Les nuits se succèdent, la lumière brille toujours à la croisée, et le corps est toujours étendu sur le lit. Edith est toujours assise à ses côtés, et les vagues, qui murmurent sans cesse, leur parlent à toutes deux pendant la nuit tout entière.

Les nuits se succèdent, et les vagues s’enrouent à force de répéter toujours leurs mystères sans fin ; le sable s’amoncelle sur le rivage, les oiseaux s’élèvent dans les airs et planent sur les eaux, les vents et les nuages suivent leurs courses errantes, les voiles blanches, à la douteuse clarté de la lune, ressemblent toujours dans l’espace au bras fatal qui montre au loin le but de l’homme, le pays invisible.

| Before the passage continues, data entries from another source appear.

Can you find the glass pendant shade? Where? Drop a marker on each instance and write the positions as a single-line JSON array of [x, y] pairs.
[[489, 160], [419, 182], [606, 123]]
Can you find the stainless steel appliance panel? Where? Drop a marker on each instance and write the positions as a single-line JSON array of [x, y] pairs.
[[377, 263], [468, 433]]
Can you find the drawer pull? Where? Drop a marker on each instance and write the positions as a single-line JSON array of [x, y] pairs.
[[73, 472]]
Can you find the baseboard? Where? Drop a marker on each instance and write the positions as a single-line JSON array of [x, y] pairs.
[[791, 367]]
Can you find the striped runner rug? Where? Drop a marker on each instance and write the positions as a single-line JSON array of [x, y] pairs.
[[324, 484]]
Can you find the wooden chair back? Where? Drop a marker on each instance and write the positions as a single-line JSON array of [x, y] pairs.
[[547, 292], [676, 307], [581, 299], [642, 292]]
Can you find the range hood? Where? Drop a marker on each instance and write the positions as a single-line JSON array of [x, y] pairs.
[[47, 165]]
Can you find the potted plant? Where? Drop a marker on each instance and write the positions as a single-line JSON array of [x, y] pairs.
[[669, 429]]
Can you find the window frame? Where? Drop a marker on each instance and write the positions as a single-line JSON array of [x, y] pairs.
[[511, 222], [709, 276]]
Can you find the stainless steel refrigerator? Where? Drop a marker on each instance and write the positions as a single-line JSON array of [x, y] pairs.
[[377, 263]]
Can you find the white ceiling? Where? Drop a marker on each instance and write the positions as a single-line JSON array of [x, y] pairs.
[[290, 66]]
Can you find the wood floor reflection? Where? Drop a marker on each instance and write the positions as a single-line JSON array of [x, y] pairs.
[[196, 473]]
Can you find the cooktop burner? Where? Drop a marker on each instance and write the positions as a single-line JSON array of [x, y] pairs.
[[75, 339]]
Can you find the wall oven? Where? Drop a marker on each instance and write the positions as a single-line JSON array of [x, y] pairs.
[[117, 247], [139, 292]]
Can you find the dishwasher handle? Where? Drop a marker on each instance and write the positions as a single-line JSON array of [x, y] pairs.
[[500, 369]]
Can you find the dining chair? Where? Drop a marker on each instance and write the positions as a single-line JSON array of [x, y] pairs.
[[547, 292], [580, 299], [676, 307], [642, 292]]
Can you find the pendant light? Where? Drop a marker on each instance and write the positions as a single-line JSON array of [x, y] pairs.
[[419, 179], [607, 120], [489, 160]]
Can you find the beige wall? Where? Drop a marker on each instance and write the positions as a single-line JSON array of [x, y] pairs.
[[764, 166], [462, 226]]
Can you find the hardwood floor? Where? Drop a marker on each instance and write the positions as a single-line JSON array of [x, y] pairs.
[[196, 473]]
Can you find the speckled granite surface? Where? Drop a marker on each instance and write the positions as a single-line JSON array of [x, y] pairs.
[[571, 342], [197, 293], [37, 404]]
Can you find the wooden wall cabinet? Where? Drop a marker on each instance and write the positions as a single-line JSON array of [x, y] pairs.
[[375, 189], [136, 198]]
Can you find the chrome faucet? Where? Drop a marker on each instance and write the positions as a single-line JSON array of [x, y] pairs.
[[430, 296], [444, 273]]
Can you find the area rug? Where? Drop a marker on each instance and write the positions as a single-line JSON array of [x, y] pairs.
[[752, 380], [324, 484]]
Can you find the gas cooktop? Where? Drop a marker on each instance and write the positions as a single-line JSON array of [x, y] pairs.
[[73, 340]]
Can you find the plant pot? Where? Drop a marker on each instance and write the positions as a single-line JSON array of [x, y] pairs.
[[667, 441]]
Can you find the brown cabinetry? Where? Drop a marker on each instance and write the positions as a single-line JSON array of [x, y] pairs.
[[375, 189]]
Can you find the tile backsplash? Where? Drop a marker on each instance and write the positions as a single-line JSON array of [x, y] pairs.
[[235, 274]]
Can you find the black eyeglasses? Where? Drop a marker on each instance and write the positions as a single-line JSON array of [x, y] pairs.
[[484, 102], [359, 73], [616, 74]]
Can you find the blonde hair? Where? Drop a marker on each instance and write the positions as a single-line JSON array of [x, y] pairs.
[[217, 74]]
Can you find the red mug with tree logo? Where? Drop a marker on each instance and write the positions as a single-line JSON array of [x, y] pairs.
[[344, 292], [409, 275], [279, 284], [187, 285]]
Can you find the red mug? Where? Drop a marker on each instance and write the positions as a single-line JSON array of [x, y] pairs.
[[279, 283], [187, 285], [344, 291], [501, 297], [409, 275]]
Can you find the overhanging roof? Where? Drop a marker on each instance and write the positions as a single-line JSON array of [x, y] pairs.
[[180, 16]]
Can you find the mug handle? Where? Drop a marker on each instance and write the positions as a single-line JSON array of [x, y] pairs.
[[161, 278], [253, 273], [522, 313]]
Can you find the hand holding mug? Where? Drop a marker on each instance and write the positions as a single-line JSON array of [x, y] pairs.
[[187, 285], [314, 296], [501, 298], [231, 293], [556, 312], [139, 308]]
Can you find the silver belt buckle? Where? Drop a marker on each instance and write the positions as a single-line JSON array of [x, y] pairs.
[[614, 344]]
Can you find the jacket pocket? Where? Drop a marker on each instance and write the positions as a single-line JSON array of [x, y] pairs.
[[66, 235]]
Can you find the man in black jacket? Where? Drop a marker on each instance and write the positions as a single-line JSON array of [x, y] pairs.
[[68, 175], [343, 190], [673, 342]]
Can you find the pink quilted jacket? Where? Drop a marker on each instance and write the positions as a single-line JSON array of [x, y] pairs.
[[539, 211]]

Et la pauvre vieille femme regarde toujours dans le coin de la chambre le bras de pierre qu’elle croit voir se dresser pour la frapper : « C’est, dit-elle, un bras détaché d’une statue funéraire. » À la fin, le bras tombe, et sur le lit on voit étendue une vieille femme sans voix, aux traits crispés, aux membres ratatinés. La moitié de son corps n’est déjà plus qu’un cadavre.

Telle est la femme qui se farde et se plâtre pour aller au grand jour se moquer du soleil et faire illusion aux gens, lentement promenée chaque soir, dans sa chaise roulante, au travers de la foule. Elle cherche à voir l’autre vieille qui a été si bonne mère ; et, ne la voyant pas, elle pousse des cris sauvages. Telle est la femme que l’on roule souvent jusque sur le bord de la mer, et qu’on laisse reposer là : pour quoi faire ? On sait bien que l’air qu’on y respire ne viendra pas rafraîchir ses poumons, pas plus que l’océan ne lui murmurera de douces paroles à l’oreille. Elle reste là, pourtant, à écouter des heures entières, mais les vagues n’ont pour elle qu’un langage lugubre et mélancolique ; la terreur est dans ses traits, et, quand ses yeux errent sur l’immensité des eaux, ils ne voient, entre le ciel et la terre, qu’une vaste et triste solitude.